He catapulted to international fame in 1956 with his first recording on Cobra Records of "I Can't Quit You Baby," which reached No. 6 on the Billboard R&B charts.

He was a key architect of the Chicago "West Side Sound" in the 1950s and ’60s, which modernized traditional blues to introduce more of a jazzy, amplified sound.

"He was one of the last great blues guitar heroes.
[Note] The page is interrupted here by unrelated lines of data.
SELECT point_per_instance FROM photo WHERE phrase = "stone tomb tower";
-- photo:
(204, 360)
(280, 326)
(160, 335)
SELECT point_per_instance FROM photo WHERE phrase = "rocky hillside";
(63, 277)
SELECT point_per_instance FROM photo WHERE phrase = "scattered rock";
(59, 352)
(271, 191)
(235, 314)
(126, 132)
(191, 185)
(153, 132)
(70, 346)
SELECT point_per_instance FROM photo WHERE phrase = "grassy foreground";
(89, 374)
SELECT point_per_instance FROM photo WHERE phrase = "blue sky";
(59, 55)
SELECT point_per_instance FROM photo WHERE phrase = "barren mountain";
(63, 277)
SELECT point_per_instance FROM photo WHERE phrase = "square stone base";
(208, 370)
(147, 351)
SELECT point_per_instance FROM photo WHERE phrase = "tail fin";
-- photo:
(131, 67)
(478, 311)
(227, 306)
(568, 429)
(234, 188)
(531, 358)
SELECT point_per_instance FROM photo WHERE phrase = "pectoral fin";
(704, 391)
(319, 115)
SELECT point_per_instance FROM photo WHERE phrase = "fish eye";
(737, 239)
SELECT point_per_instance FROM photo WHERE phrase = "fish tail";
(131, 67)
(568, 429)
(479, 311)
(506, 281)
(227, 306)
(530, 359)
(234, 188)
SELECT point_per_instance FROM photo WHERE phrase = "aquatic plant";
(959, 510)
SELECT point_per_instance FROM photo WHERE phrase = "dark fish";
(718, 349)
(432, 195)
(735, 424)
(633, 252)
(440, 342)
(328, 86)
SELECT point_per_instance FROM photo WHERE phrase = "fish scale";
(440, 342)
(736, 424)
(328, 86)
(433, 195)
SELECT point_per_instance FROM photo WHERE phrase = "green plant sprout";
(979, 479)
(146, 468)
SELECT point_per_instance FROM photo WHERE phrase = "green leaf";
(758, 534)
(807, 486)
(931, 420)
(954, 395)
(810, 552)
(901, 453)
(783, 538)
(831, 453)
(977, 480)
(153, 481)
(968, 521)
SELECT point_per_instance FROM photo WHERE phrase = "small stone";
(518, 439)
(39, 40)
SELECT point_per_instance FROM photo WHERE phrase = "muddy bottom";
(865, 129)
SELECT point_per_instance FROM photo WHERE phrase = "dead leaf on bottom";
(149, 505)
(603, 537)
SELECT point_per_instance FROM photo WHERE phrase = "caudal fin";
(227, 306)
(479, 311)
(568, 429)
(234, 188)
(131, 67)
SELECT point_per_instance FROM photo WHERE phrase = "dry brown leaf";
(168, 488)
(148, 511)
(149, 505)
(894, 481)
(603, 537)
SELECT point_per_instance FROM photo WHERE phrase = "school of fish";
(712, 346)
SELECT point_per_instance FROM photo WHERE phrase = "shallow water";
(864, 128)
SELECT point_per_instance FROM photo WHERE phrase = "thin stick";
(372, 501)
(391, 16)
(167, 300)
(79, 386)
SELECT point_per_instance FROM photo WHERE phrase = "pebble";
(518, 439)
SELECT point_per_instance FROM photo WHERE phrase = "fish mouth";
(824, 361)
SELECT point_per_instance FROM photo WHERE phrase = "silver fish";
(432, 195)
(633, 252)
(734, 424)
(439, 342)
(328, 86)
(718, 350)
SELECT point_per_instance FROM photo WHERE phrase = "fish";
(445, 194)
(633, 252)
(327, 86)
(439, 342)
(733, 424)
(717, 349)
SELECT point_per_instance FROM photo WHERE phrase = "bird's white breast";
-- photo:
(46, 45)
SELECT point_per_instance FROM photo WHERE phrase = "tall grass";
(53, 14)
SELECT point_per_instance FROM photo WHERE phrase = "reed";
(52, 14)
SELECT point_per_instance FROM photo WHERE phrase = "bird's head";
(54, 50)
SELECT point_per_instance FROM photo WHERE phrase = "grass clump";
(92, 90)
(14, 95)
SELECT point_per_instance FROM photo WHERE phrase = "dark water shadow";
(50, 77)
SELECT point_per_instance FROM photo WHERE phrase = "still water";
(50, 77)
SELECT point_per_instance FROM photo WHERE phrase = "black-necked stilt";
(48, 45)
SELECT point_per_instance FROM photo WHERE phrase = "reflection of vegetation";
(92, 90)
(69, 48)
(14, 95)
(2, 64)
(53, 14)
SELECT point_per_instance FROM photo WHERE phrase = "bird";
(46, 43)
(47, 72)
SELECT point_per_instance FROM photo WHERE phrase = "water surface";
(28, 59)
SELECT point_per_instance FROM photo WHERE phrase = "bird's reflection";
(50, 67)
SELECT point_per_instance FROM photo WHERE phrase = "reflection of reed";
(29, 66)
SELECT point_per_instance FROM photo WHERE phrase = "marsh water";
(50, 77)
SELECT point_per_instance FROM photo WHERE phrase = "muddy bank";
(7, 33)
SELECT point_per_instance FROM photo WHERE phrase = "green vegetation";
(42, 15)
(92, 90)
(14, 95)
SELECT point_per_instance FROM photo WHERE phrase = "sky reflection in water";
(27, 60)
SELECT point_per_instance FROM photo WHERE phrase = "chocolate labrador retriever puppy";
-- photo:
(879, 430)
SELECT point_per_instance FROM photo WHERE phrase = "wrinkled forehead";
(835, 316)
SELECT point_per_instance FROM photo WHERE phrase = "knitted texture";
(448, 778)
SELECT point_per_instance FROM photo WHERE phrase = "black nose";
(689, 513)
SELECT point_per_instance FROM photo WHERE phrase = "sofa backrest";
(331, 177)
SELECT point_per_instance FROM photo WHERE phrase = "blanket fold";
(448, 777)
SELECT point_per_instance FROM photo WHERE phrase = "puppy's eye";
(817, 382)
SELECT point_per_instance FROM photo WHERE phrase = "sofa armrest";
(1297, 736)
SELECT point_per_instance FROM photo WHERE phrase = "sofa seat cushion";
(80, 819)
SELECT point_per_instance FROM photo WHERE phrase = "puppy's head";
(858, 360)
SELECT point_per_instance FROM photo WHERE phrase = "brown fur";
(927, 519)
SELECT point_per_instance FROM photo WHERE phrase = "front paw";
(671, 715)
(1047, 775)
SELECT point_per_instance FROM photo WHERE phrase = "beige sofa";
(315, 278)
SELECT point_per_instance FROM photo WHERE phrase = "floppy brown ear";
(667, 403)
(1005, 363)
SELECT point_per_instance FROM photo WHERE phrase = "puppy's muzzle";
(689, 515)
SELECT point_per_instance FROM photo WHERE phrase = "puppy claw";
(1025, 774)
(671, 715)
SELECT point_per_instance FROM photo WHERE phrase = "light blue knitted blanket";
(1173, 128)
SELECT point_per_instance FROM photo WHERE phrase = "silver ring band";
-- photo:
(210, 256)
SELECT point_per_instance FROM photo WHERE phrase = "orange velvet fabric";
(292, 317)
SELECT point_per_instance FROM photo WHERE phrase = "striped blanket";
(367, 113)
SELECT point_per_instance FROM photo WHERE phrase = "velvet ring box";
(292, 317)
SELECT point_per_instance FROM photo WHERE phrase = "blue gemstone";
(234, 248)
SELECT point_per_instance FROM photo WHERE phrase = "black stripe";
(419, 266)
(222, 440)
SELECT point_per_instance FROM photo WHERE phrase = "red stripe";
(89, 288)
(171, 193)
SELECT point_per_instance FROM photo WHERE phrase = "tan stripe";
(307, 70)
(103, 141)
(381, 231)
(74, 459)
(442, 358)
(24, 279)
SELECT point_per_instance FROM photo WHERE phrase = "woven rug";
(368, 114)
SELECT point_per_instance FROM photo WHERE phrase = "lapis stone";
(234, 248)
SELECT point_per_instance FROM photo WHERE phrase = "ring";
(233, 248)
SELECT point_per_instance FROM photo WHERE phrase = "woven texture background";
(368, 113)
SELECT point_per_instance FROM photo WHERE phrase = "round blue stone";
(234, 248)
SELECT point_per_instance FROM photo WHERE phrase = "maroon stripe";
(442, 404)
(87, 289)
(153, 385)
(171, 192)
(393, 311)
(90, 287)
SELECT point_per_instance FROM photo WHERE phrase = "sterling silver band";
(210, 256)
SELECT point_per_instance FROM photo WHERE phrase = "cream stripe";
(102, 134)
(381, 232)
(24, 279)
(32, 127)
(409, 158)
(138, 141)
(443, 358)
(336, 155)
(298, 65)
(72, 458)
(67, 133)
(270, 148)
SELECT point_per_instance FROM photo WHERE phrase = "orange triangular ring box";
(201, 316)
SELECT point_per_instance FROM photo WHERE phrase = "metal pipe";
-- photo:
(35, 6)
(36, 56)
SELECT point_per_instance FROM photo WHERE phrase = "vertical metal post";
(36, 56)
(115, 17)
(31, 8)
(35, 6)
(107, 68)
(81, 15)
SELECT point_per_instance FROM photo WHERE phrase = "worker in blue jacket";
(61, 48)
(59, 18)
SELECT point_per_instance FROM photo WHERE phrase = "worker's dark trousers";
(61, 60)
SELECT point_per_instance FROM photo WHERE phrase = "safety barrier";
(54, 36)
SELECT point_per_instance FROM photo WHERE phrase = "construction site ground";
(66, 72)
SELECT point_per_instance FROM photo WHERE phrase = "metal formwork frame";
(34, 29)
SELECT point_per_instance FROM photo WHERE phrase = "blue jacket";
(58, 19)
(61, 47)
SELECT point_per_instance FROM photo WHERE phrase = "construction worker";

He was an electric god," said Gregg Parker, CEO and a founder of the Chicago Blues Museum.

Rush loved to play to live audiences, from small clubs on the West Side of Chicago to sold-out venues in Europe and Japan.

"He was king of the hill in Chicago from the late 1950s into the 1970s and even the ’80s as a live artist," said Bates.

But he got less national and international attention than some other blues musicians because he wasn't a big promoter.

"He preferred to go out and play and go back and sleep in his own bed," said Bates. "He was not a show business guy."

Rush won a Grammy for traditional blues recording in 1999 for "Any Place I'm Going," and he was inducted into the Blues Foundation Hall of Fame in 1984.

In one of his final appearances on stage at the Chicago Blues Festival in 2016, Rush watched beneath a black Stetson hat from a wheelchair as he was honored by the city of Chicago, according to the Chicago Tribune.

He is survived by his wife, Masaki Rush, eight children and numerous grandchildren and great grandchildren, according to a family statement.